Bamboo Dolls of Echizen
- Author: Tsutomu Mizukami
- Original title: Echizen take ningyo
- Translator: Dennis Washburn
- Language: Japanese
- Publisher: Chūōkōron-sha
- Publication date: 1963
- Publication place: Japan
- Published in English: 2008
- Media type: Print

= Bamboo Dolls of Echizen =

1963 Japanese novella

Bamboo Dolls of Echizen (越前竹人形, Echizen take ningyo) is a novella by Japanese writer Tsutomu Mizukami first published in 1963.

==Plot==
Kisuke Ujiie grows up in the small village of Takekami in Echizen Province as the only child of Kizaemon Ujiie, a widower who lost his wife when Kisuke was only three. From his father, Kisuke has inherited his small stature, but also a distinguished talent for the art of bamboo crafts. When Kizaemon dies, handing down his manufacture to his 21-year-old son, a woman in her thirties named Tamae shows up in the village and asks Kisuke to allow her to say a prayer at his father' grave. She explains that she is from the town of Aware and that his father had treated her kindly years ago. A few weeks later, Kisuke looks for Tamae in Aware, discovering that she is working as a prostitute in the town's illegal pleasure quarters and that his father had once been a regular client of hers. Kisuke takes Tamae as his wife on the grounds that their marriage is celibate, as he sees in Tamae foremost a surrogate mother.

Motivated by a meticulously crafted bamboo doll which his father once had made for Tamae, Kisuke starts making his own dolls, which soon become sought after artifacts. When the head clerk of a Kyoto based artware store, Chūbei, arrives in Takekami for a business call, he recognises Tamae from her early years as a prostitute whom he often frequented. Sexually unsatisfied and out of nostalghia, Tamae gives in to his rough advances, but soon feels guilty for her deed. A few months later, Tamae's health deteriorates, and she learns that she is pregnant by Chūbei. Tamae travels to Kyoto under the pretence that she wants to collect the money Kisuke's customers owe him, but actually wants Chūbei to help her get an abortion. Chūbei seduces her again, only to claim later that he can't find anyone for the procedure, as abortions without the husband's consent are illegal. Tamae eventually loses her child by accident, and she returns to the unknowing Kisuke, helping him in his flourishing business as before. During the next Winter, she falls ill with tuberculosis and finally dies.

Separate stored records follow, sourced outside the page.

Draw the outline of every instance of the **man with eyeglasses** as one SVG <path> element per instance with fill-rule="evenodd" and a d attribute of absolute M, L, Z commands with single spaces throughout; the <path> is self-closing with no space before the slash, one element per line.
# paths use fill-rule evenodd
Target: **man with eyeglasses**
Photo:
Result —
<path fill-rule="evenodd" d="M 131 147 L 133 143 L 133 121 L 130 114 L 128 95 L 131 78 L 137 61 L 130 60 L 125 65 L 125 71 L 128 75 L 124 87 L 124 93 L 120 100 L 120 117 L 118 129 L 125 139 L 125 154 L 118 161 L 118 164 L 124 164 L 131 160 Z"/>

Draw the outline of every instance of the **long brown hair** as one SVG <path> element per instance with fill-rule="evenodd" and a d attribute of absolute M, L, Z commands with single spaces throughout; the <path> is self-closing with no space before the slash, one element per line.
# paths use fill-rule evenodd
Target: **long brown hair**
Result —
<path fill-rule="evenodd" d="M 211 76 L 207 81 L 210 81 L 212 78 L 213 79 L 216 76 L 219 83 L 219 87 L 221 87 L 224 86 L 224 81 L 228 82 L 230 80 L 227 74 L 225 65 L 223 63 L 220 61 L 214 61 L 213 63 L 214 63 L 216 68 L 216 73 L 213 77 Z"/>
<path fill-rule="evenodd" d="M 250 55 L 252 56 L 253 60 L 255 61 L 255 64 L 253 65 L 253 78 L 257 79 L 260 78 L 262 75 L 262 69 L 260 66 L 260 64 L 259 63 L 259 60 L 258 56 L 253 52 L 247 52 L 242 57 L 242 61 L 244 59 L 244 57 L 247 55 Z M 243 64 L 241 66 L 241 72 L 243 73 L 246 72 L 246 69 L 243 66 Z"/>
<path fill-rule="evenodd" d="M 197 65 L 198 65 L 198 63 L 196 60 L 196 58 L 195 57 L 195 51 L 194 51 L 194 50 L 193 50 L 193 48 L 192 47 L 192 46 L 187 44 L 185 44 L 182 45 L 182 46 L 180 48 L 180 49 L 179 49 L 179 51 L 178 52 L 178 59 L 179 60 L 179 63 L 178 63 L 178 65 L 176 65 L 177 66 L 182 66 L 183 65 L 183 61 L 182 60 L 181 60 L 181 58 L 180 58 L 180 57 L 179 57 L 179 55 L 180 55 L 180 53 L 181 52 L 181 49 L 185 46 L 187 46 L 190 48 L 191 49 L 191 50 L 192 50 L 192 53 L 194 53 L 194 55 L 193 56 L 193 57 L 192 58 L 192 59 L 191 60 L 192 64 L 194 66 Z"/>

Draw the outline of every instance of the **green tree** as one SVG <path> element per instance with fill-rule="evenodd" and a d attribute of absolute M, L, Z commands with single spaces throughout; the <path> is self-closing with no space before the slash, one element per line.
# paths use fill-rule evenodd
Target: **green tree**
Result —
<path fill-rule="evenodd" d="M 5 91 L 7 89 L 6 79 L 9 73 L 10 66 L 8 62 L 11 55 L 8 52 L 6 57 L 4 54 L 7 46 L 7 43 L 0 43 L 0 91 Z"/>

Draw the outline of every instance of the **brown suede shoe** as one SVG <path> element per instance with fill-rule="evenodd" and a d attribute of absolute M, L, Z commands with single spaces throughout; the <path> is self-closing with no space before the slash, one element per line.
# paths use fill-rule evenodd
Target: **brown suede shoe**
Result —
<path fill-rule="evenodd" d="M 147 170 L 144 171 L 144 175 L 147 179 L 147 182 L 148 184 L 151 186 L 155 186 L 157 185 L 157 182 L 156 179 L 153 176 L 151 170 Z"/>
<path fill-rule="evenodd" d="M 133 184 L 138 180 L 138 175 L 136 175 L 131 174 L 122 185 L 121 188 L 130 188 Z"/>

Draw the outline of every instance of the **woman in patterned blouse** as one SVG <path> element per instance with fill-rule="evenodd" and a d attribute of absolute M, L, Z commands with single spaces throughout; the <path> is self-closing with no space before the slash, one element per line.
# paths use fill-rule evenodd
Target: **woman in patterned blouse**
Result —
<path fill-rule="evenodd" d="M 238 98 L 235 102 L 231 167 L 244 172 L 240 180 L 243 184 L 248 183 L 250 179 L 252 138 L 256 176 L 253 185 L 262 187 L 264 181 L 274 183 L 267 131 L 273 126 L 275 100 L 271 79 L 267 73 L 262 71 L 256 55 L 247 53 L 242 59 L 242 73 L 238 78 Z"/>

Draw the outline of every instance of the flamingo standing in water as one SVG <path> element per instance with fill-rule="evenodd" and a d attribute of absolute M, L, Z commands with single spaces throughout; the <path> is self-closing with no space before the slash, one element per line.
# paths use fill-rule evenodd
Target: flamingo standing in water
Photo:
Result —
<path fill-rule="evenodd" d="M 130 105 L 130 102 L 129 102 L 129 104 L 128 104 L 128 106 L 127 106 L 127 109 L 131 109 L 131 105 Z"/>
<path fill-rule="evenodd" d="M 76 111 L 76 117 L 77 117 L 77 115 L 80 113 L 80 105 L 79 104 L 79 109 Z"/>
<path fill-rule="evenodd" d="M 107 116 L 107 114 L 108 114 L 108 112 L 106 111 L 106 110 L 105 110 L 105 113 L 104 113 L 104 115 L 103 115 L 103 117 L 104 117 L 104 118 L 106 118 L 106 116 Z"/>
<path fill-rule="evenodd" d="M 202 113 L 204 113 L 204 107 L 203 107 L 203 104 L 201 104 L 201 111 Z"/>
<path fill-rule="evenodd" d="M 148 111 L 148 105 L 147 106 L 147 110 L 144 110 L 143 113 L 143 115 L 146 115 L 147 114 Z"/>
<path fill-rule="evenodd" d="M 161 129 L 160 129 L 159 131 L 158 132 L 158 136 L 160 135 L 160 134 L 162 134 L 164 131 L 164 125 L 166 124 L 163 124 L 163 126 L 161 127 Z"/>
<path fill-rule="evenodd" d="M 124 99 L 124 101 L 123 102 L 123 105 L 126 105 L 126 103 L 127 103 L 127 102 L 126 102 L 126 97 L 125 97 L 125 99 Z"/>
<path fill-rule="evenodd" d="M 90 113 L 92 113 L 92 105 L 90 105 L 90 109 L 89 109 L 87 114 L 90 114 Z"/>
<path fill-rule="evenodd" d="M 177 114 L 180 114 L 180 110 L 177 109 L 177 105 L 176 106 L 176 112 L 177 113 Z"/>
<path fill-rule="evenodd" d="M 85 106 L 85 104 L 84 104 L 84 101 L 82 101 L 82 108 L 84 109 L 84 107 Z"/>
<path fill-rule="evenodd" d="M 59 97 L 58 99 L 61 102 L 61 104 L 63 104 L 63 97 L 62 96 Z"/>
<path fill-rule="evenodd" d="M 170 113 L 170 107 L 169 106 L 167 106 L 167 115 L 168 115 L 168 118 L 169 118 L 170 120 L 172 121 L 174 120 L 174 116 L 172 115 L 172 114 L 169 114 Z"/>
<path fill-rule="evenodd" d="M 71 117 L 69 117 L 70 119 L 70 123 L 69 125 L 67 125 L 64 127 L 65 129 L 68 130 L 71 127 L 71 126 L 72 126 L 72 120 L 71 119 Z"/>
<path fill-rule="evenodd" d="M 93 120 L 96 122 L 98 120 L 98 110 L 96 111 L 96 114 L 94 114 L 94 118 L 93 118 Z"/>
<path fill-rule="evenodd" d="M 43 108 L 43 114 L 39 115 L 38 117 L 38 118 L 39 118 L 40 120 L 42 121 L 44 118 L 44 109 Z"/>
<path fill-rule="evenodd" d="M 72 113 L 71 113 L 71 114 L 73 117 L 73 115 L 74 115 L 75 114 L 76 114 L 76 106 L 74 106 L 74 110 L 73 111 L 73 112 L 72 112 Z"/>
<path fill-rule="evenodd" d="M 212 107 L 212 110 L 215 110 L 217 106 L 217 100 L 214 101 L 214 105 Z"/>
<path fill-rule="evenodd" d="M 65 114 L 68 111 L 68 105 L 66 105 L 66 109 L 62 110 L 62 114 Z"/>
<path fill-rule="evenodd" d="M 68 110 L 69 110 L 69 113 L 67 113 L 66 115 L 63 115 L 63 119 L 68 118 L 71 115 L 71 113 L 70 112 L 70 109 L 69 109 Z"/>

It is the year 1925.

In the final chapter it is revealed that Kisuke stopped making dolls after Tamae's death and committed suicide three years later. His marker stone stands next to Tamae's and his father's in the bamboo grove which his family once cultivated.

==Background==
Bamboo Dolls of Echizen was published by Chūōkōron-sha in 1963 and met with critical acclaim, including the praise of writer Jun'ichirō Tanizaki. It became a best-selling book and is still regarded as one of Mizukami's most popular works in Japan.

In his 2004 obituary for Mizukami in The Independent, James Kirkup described Bamboo Dolls of Echizen as being "full of […] peculiar local colour" and "a fascinating ethnographical study of a primitive and spooky culture".

==Translations==
Bamboo Dolls of Echizen was published in an English translation provided by Dennis Washburn in 2008 as part of a two-novella-anthology (the other being Mizukami's 1961 The Temple of the Wild Geese). It has also been translated into French language.

==Adaptations==
Mizukami's novella was adapted into a feature film in 1963 by director Kōzaburō Yoshimura and adapted for Japanese television in 1966 and 1973. Mizukami also turned his novella into a stage play, as he did with many of his works.